Mapletree Logistics Trust (MLT) is divesting a warehouse in Japan’s Ibaraki prefecture for JPY 10.03 billion ($69 million) as the Singapore-listed REIT continues to let go of non-core properties following its S$914 million acquisition of a regional logistics portfolio from CBRE Investment Management earlier this year.
MLT entered into a sale and purchase agreement with an undisclosed third party buyer to offload its Moriya Centre warehouse complex in Ibaraki prefecture, just over one hour’s drive northeast of Tokyo, according to an announcement from its manager on Friday. The compound provides 41,713 square metres (449,000 square feet) in combined net lettable area of warehouse space across three blocks of four-storey buildings.
“The proposed divestment is in line with the manager’s continued efforts to rejuvenate its portfolio through selective divestments of non-core assets, providing MLT with greater financial flexibility to pursue investment opportunities that enhance the quality and resilience of its portfolio,” the manager said in a statement.
The latest disposal brings MLT’s total divestments this year to six assets in Singapore, Malaysia and Japan worth $60.8 million, giving the trust an opportunity to free up some cash after its gearing ratio rose to 39.5 percent at the end of June, from 36.8 percent as of 31 March, following completion of its purchase of the regional portfolio from CBRE IM.
Greater Tokyo Exit
Should the deal goes through at the agreed price, the Temasek-backed REIT would be exiting Moriya Centre at a 12.2 percent premium from its latest valuation of JPY 8.94 billion on 31 March.
The consideration is also 65 percent more than MLT’s investment in the property to date of around JPY 6.05 billion, including the JPY 4.64 billion it paid to buy the asset 15 years ago and an additional JPY 1.4 billion spent on renovations in 2015.
Located in Moriya city’s Midori district, the property is roughly five kilometres (3.1 miles) from the Yawara Interchange on Joban Expressway, providing it with access to Saitama, Tokyo, Chiba and Ibaraki prefectures.

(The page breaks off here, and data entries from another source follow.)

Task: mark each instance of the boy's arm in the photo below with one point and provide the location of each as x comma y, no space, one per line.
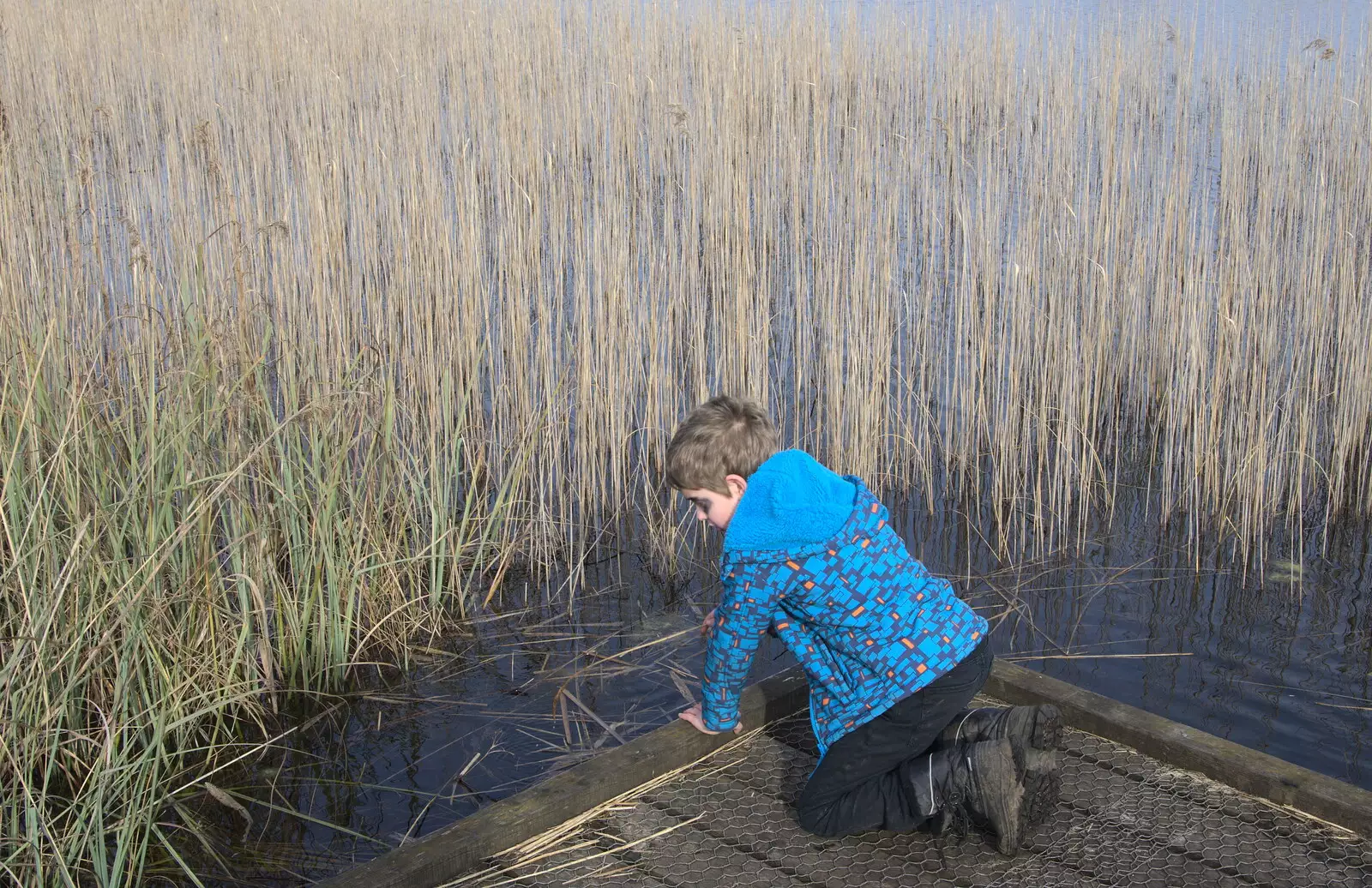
743,617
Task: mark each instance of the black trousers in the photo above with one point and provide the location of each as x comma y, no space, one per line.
858,785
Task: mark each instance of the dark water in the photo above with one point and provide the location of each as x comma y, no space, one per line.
1275,654
1273,651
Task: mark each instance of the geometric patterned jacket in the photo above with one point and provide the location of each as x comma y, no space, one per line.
869,624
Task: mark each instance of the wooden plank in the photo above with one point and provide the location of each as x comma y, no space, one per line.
463,846
1180,746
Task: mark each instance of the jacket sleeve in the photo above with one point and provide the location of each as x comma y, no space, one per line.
745,611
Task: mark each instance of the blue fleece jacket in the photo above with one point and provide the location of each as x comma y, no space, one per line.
813,554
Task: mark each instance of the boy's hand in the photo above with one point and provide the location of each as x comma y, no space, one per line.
693,714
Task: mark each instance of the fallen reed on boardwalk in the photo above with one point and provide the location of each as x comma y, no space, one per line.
317,314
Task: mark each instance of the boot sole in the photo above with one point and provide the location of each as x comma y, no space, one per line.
1043,791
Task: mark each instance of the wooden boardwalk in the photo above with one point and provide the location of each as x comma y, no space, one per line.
725,819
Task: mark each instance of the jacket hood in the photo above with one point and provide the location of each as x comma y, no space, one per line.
792,505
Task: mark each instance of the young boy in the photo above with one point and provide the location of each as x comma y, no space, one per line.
892,656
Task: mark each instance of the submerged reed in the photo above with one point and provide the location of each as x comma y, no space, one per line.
319,314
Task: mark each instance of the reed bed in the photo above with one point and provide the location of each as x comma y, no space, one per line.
319,318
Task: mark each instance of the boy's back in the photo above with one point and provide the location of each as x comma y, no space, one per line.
814,555
892,656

MLT’s manager said the sale, which is expected to close before the end of December, should not have a material impact on the REIT’s asset value and net property income for the financial year ending 31 March 2024.
Post-sale, the REIT will be left with a portfolio of 188 properties across nine markets in Asia Pacific, down from its S$13.5 billion set of 193 assets as of 30 June.
Out With the Old
Before the Japan disposal, MLT this year divested three assets in Malaysia and two properties in its home city, including its announcement last month of an agreement to sell 8 Loyang Crescent in Singapore for S$27.8 million.
Also in August, the REIT agreed to sell its Century in Malaysia industrial complex in Port Klang, west of Kuala Lumpur, for MYR 60 million (now $13 million).
In July MLT closed on a sale of a pair of warehouses in Petaling Jaya, Malaysia, between Port Klang and Kuala Lumpur, to Sigma Warehousing Sdn Bhd for a combined MYR 50.2 million.
In March, the trust completed the sale of a 11,315 square metre warehouse at 3 Changi South Lane in eastern Singapore to a local furniture retailer for S$22 million.
In announcing its deal to buy CBRE IM’s logistics assets in Japan, South Korea and Australia in March, MLT said that it was also mulling a S$100 million divestment in Hong Kong, although the trust has yet to report a disposal in that location.
The REIT saw its distributable income inch up by 3.1 percent year on year to S$108.6 million in the second quarter, thanks in part to higher divestment gains.
“Given the economic uncertainty, our focus is to maintain portfolio stability, while continuing our efforts to rejuvenate the portfolio towards high-spec, modern assets,” Ng Kiat, chief executive officer of the trust’s manager, said during MLT’s earnings report in July.